Het is vroeg als ik naar het station loop. Het is nog een beetje schemerig en achter de ramen zie ik hoe het ontbijt snel wordt opgegeten en de laptop op de keukentafel weer wordt aangeslingerd. We leven in een vreemde wereld… Mijn trein vertrekt over negen minuten. Ik versnel mijn pas om er zeker van te zijn dat ik mijn trein niet mis. Mijn eerste bestemming van de dag is Schiphol. Je weet wel: de plek die je bezoekt als je op vakantie gaat. Voor mij geen vakantie. Ik stap in het vliegtuig om weer samen te zijn met mijn liefde.
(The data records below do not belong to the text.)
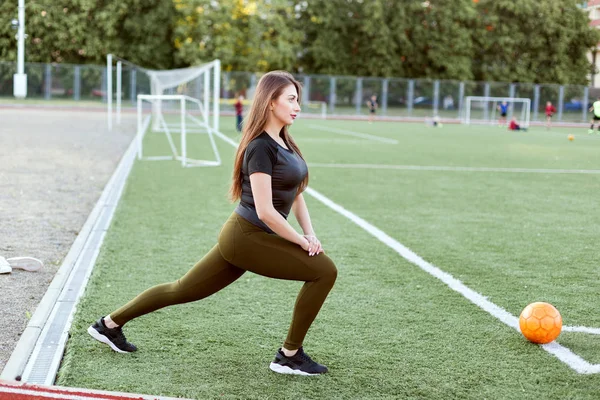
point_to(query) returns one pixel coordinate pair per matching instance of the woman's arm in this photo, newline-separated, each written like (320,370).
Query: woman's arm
(263,201)
(301,213)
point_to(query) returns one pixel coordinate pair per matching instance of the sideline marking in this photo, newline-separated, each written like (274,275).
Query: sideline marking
(455,169)
(564,354)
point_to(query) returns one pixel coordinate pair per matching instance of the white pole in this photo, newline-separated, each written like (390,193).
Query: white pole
(216,95)
(20,79)
(119,69)
(183,143)
(140,134)
(206,97)
(109,89)
(468,113)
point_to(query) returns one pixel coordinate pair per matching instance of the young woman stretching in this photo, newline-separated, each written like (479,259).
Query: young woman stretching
(269,176)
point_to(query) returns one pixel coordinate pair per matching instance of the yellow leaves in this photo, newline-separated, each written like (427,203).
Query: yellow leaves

Ook in tijden van het coronavirus.
Dan heb je opeens een digitale relatie…
Het is het afgelopen jaar een hele uitdaging geweest om samen te kunnen zijn met mijn vriend, die in Spanje woont. Na de introductie van het coronavirus kwam het vliegverkeer al snel tot stilstand en was het praktisch onmogelijk om elkaar in levende lijve te zien. Tijdens deze eerste lockdown hebben we elkaar vier maanden niet gezien. Ik vierde mijn verjaardag zonder hem. Ik verloor mijn baan. Vond een nieuwe baan. En moest hem missen op de momenten dat ik een extra knuffel had kunnen gebruiken of graag samen had willen dansen van vreugde. We hebben er in die periode het beste van gemaakt, maar één ding was duidelijk: dit doen we niet nog een keer.
#LoveIsNotTourism
Toen de vliegtuigen weer gingen vliegen en reizen weer mogelijk werd, was er veel discussie en onzekerheid. Het reisadvies van het ministerie van Buitenlandse Zaken kon ineens veranderen; het woord ‘noodzakelijk’ had ineens meerdere en verschillende definities; en ook al konden we elkaar weer zien, het was er niet makkelijker op geworden. In een ideale wereld zou een van ons naar de ander gevlogen zijn en daar gebleven zijn. Helaas was dat geen optie en zat er maar één ding op als we elkaar toch wilden blijven zien: heen en weer blijven vliegen.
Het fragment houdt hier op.